Study Proves Differential Diagnosis of Fibrous Dysplasia of the Clivus

Dr. Badih Adada pic

Dr. Badih Adada

A board-certified neurosurgeon working with Cleveland Clinic Florida, Dr. Badih Adada has performed complex brain surgeries for brain tumors, brain aneurysms, and vascular malformations of the brain. Previously an associate professor of neurosurgery at the University of Arkansas Medical School, Dr. Badih Adada was involved in a study that proved fibrous dysplasia could be differentially diagnosed.

Fibrous dysplasia is a skeletal disease that causes distortion and weakening of bones. Craniofacial involvement in the entity is recognized and can cause cosmetic deformity or neurovascular impingement. However, fibrous dysplasia of the clivus is not recognized and is rarely documented. Differentiating this specific disorder from other disease processes is vital for its proper management.

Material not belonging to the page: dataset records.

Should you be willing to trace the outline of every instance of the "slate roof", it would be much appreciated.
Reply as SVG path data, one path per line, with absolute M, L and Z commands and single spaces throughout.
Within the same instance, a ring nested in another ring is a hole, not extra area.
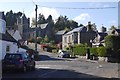
M 104 40 L 105 36 L 107 36 L 108 34 L 99 32 L 98 35 L 100 35 L 100 41 L 102 41 L 102 40 Z
M 17 43 L 17 41 L 7 31 L 5 34 L 0 33 L 0 40 Z
M 71 34 L 71 33 L 74 33 L 74 32 L 86 32 L 86 30 L 87 30 L 87 28 L 83 26 L 83 27 L 75 28 L 75 29 L 73 29 L 72 31 L 69 31 L 66 34 Z

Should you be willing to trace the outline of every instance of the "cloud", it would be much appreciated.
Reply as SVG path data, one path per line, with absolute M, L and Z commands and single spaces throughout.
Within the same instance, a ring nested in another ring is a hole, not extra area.
M 111 25 L 116 25 L 117 24 L 117 21 L 116 20 L 112 20 L 109 22 Z
M 88 13 L 82 13 L 79 16 L 75 17 L 73 20 L 77 22 L 84 22 L 84 21 L 88 21 L 90 18 L 91 17 Z

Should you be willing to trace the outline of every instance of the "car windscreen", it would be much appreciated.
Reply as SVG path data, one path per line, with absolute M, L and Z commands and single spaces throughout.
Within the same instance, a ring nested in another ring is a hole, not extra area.
M 15 60 L 18 60 L 18 59 L 21 59 L 21 55 L 20 54 L 7 54 L 5 56 L 5 59 L 15 59 Z

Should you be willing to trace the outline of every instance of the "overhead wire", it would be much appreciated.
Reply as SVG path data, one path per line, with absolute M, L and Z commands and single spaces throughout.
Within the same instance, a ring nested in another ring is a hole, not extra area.
M 47 8 L 57 8 L 57 9 L 114 9 L 114 8 L 118 8 L 118 7 L 82 7 L 82 8 L 76 8 L 76 7 L 58 7 L 58 6 L 56 6 L 56 7 L 51 7 L 51 6 L 41 6 L 41 5 L 38 5 L 38 4 L 36 4 L 33 0 L 32 0 L 32 3 L 34 4 L 34 5 L 37 5 L 37 6 L 39 6 L 39 7 L 47 7 Z

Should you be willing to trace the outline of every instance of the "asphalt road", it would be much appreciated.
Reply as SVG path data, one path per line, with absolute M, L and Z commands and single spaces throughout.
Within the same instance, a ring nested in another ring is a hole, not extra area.
M 43 52 L 34 71 L 3 73 L 2 79 L 5 78 L 118 78 L 118 64 L 58 58 L 56 54 Z

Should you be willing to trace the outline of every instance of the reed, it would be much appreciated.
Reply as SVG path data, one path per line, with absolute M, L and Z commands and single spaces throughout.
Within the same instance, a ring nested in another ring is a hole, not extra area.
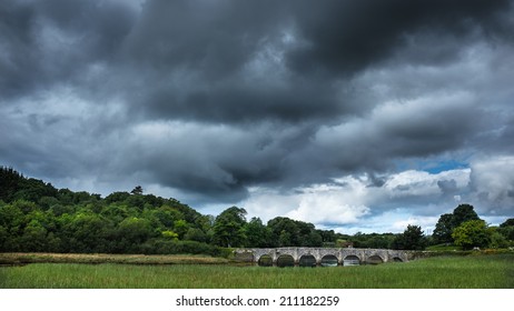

In this study, researchers studied fibrous dysplasia of the clivus with a goal to document its manifestations, outline a good management system, and increase awareness of the disease. Researchers reviewed a comprehensive database of previous patients and singled out patients diagnosed with fibrous dysplasia of the clivus. Eight patients were identified. Four of the patients showed no symptoms of the disease while the other four reported headaches as a symptom of the disease. The patients’ demographics, clinical results, radiological findings, and management were then reviewed.

Radiological findings were similar to the findings of hypointensity on T1- and T2- weighted magnetic resonance imaging studies. Four patients actually had a pathological confirmation.

Researchers concluded that fibrous dysplasia had to be given consideration in the differential diagnosis of lesions of the clivus as both radiological and clinical findings permitted a positive diagnosis.